Decided and Entered:March 28, 2024

535295

[*1]In the Matter of Malquan Junious, Petitioner,

v

Anthony J. Annucci, as Acting Commissioner of Corrections and Community Supervision, Respondent.


Calendar Date:February 9, 2024
Before:Garry, P.J., Egan Jr., Aarons, Reynolds Fitzgerald and McShan, JJ.

Malquan Junious, Rome, petitioner pro se.

Letitia James, Attorney General, Albany (Kate H. Nepveu of counsel), for respondent.



Proceeding pursuant to CPLR article 78 (transferred to this Court by order of the Supreme Court, entered in Albany County) to review a determination of respondent finding petitioner guilty of violating certain prison disciplinary rules.

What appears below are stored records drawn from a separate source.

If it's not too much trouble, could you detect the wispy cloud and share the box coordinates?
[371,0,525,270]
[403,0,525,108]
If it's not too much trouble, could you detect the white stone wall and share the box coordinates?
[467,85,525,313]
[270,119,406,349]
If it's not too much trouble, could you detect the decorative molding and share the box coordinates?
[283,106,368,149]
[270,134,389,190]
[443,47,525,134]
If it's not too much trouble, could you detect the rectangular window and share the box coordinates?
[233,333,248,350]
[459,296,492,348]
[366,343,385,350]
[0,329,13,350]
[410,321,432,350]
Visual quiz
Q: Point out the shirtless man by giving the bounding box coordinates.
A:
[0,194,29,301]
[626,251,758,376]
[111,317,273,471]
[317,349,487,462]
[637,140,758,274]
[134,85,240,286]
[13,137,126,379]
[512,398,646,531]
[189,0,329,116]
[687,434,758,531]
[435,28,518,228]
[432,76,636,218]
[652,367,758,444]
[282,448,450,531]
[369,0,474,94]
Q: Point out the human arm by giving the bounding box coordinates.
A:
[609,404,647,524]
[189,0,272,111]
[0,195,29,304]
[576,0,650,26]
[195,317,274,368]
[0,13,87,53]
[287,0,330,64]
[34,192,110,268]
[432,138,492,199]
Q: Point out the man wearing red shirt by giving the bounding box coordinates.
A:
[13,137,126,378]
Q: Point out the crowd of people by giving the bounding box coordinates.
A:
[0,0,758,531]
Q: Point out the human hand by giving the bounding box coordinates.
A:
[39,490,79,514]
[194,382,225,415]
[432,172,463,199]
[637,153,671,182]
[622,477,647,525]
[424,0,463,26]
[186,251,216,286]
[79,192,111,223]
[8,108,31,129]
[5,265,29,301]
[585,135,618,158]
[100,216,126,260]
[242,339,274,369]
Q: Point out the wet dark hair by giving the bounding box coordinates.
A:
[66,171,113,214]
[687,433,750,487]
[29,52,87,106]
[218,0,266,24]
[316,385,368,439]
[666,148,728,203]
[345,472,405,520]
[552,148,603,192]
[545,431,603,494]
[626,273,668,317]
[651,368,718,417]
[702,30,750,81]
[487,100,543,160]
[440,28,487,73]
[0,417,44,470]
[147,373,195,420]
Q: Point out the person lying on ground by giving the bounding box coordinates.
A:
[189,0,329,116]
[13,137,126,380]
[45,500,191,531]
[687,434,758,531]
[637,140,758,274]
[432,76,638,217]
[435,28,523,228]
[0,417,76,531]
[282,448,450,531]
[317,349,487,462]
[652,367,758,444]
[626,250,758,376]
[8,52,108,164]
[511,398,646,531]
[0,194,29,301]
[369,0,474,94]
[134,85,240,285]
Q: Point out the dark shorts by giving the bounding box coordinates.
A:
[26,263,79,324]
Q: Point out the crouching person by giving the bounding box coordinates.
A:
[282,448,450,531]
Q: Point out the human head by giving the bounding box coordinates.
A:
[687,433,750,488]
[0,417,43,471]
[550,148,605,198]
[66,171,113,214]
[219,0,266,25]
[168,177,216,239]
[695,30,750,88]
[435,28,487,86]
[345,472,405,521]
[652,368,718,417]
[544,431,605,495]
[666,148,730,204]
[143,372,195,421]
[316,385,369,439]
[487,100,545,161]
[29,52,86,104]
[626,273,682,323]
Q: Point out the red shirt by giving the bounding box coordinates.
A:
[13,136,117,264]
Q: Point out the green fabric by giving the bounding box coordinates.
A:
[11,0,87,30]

Petitioner was charged in two misbehavior reports with assaulting staff, engaging in violent conduct, making threats, refusing a direct order, possessing contraband, possessing an intoxicant and smuggling. At the conclusion of the tier III disciplinary hearing that followed, petitioner was found not guilty of possessing an intoxicant and guilty of the remaining charges. Petitioner, who had served 18 days of prehearing confinement in the special housing unit, was penalized with an additional 252 days of confinement in said unit and 270 days of loss of recreation, commissary and packages. Petitioner's administrative appeal was unsuccessful, and this CPLR article 78 proceeding ensued.

Respondent concedes, and we agree, that the determination must be annulled insofar as it found petitioner guilty of assaulting staff, engaging in violent conduct, making threats, refusing a direct order and possessing contraband. Respondent suggests that the determination of guilt as to the remaining charge of smuggling may be sustained despite the annulment of the determination of guilt as to the contraband and other charges but, given the lack of proof establishing that the material in petitioner's possession was contraband or drugs or that he had taken it from one area of the prison to another under his own volition, the finding as to that charge is also unsupported by substantial evidence in the record (compare Matter of Then v Annucci, 213 AD3d 1183, 1185-1186 [3d Dept 2023], with Matter of McCaskell v Rodriguez, 148 AD3d 1407, 1408 [3d Dept 2017]). Thus, the determination is annulled in its entirety.

Garry, P.J., Egan Jr., Aarons, Reynolds Fitzgerald and McShan, JJ., concur.

ADJUDGED that the determination is annulled, without costs, petition granted to that extent, and respondent is directed to expunge all references to these matters from petitioner's institutional record.